At this time, there is no treatment for neurodegenerative dementia that slows progression or is curative. Several medications, however, can alleviate cognitive and behavioral symptoms (Table 3).27,28 Cholinesterase inhibitors increase brain acetylcholine levels by interfering with its degradation and are indicated in AD.29 There is also some evidence that cholinesterase inhibitors are useful for other dementias (ie, Lewy body dementia and vascular dementia).30,31 Cholinesterase inhibitors and memantine, an N-methyl δ aspartate (NMDA) receptor agonist/antagonist are approved by the Food and Drug Administration (FDA) for management of AD. Different medications are used to treat behavioral symptoms of dementia (eg, antidepressants and antipsychotics). Other medications are also used to treat behavior symptoms (see Behavioral Approaches in Dementia Care in this issue).

Lifestyle Modifications

Compelling evidence suggests regular exercise, particularly aerobic, reduces risk of dementia and may even improve cognitive networks as measured by functional MRI.32 The Mediterranean diet and a variant of it termed the Mediterranean-DASH Intervention for Neurodegenerative Delay (MIND) have been associated with better cognitive function.
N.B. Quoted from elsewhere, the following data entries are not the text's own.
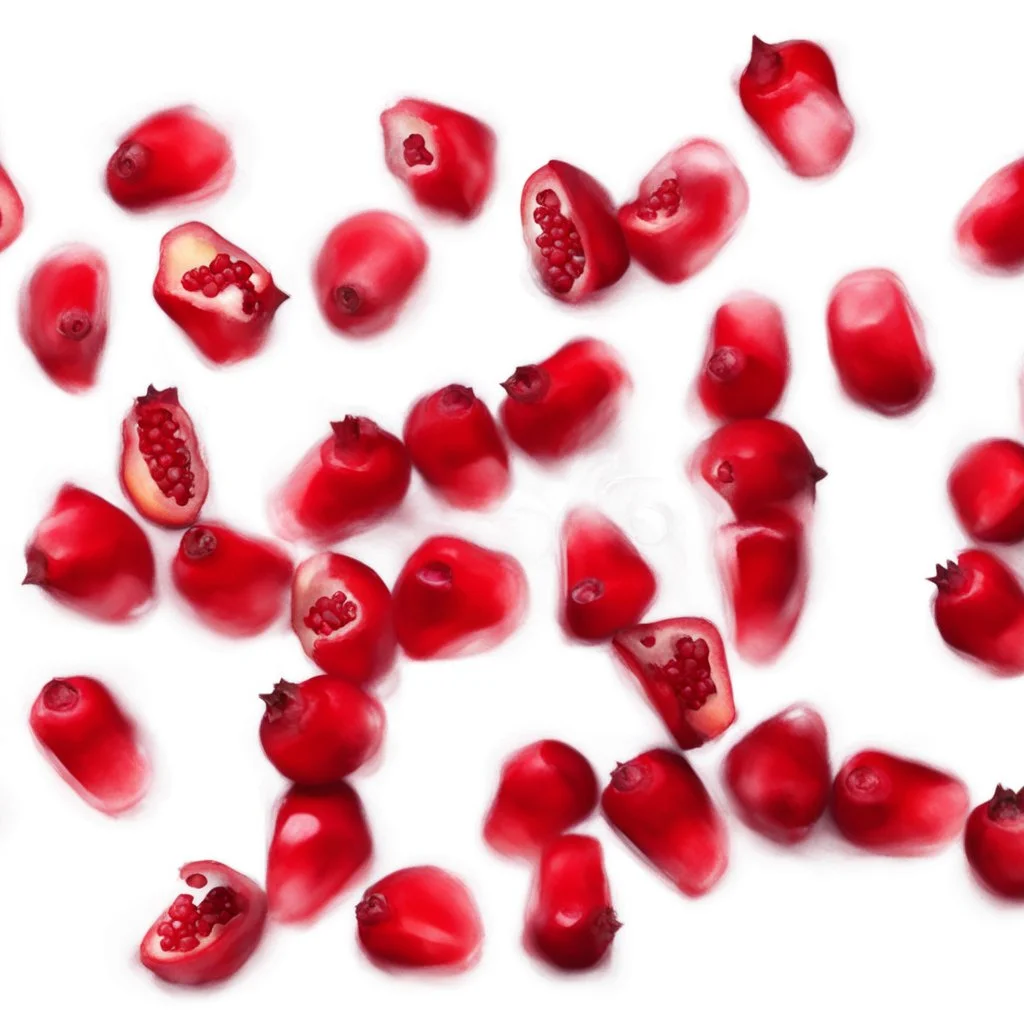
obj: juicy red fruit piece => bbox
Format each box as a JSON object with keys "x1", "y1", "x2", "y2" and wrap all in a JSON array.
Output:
[{"x1": 29, "y1": 676, "x2": 151, "y2": 814}]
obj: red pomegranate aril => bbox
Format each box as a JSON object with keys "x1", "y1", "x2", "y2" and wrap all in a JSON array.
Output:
[
  {"x1": 739, "y1": 36, "x2": 854, "y2": 178},
  {"x1": 259, "y1": 676, "x2": 384, "y2": 785},
  {"x1": 29, "y1": 676, "x2": 151, "y2": 814},
  {"x1": 266, "y1": 782, "x2": 374, "y2": 923},
  {"x1": 313, "y1": 210, "x2": 427, "y2": 337},
  {"x1": 292, "y1": 551, "x2": 395, "y2": 684},
  {"x1": 722, "y1": 705, "x2": 831, "y2": 843},
  {"x1": 139, "y1": 860, "x2": 266, "y2": 985},
  {"x1": 24, "y1": 483, "x2": 156, "y2": 622},
  {"x1": 612, "y1": 618, "x2": 736, "y2": 751},
  {"x1": 394, "y1": 537, "x2": 527, "y2": 658},
  {"x1": 106, "y1": 106, "x2": 234, "y2": 210},
  {"x1": 171, "y1": 522, "x2": 293, "y2": 637},
  {"x1": 483, "y1": 739, "x2": 597, "y2": 857},
  {"x1": 381, "y1": 98, "x2": 497, "y2": 219},
  {"x1": 523, "y1": 836, "x2": 622, "y2": 971},
  {"x1": 601, "y1": 750, "x2": 729, "y2": 896},
  {"x1": 19, "y1": 244, "x2": 110, "y2": 392},
  {"x1": 831, "y1": 751, "x2": 971, "y2": 857},
  {"x1": 403, "y1": 384, "x2": 511, "y2": 509},
  {"x1": 519, "y1": 160, "x2": 630, "y2": 302}
]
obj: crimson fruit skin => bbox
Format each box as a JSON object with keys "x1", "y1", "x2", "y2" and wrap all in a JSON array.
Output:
[
  {"x1": 139, "y1": 860, "x2": 266, "y2": 985},
  {"x1": 171, "y1": 521, "x2": 293, "y2": 637},
  {"x1": 611, "y1": 617, "x2": 736, "y2": 751},
  {"x1": 29, "y1": 676, "x2": 152, "y2": 815},
  {"x1": 292, "y1": 551, "x2": 396, "y2": 685},
  {"x1": 18, "y1": 243, "x2": 110, "y2": 394},
  {"x1": 106, "y1": 106, "x2": 234, "y2": 211},
  {"x1": 500, "y1": 338, "x2": 632, "y2": 460},
  {"x1": 153, "y1": 220, "x2": 288, "y2": 366},
  {"x1": 723, "y1": 705, "x2": 831, "y2": 844},
  {"x1": 24, "y1": 483, "x2": 156, "y2": 623},
  {"x1": 313, "y1": 210, "x2": 427, "y2": 337},
  {"x1": 402, "y1": 384, "x2": 511, "y2": 509},
  {"x1": 523, "y1": 836, "x2": 622, "y2": 971},
  {"x1": 394, "y1": 537, "x2": 527, "y2": 660},
  {"x1": 618, "y1": 138, "x2": 750, "y2": 285},
  {"x1": 266, "y1": 782, "x2": 374, "y2": 923},
  {"x1": 259, "y1": 676, "x2": 384, "y2": 786},
  {"x1": 601, "y1": 750, "x2": 729, "y2": 896},
  {"x1": 519, "y1": 160, "x2": 630, "y2": 303},
  {"x1": 483, "y1": 739, "x2": 598, "y2": 858},
  {"x1": 355, "y1": 865, "x2": 483, "y2": 971},
  {"x1": 739, "y1": 36, "x2": 855, "y2": 178},
  {"x1": 381, "y1": 97, "x2": 497, "y2": 220},
  {"x1": 831, "y1": 751, "x2": 971, "y2": 857}
]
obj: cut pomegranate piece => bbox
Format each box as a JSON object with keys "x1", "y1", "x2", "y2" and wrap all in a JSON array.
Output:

The MIND diet incorporates the Dietary Approaches to Stop Hypertension (DASH) diet, which includes consumption of fruits, vegetables, whole grains, legumes, fish, and unsaturated fats. Persons with dementia may also benefit from cognitive stimulation.33 Better control of hypertension and dyslipidemia may also delay the onset of AD and prevent worsening of vascular dementia.35

Conclusion

Early diagnosis is possible by screening individuals age 65 or more who have cognitive complaints and referring to the neurologist for evaluation and management when impairments are found. Earlier diagnosis may have clinical benefits, alleviate patient and caregiver burden, reduce hospitalization time, and delay admission to nursing homes.35 Goals of care include establishing an early and accurate diagnosis of dementia, evaluating for all treatable and reversible causes of memory loss, obtaining labs and structural or functional imaging of the brain to evaluate for causes of dementia, initiating appropriate cognitive and behavioral management, educating the caregiver in behavioral modification techniques, and providing appropriate counseling and education to the patients and families throughout the course of the disease. Referral to clinical trials for disease-modifying and symptomatic treatments is also encouraged.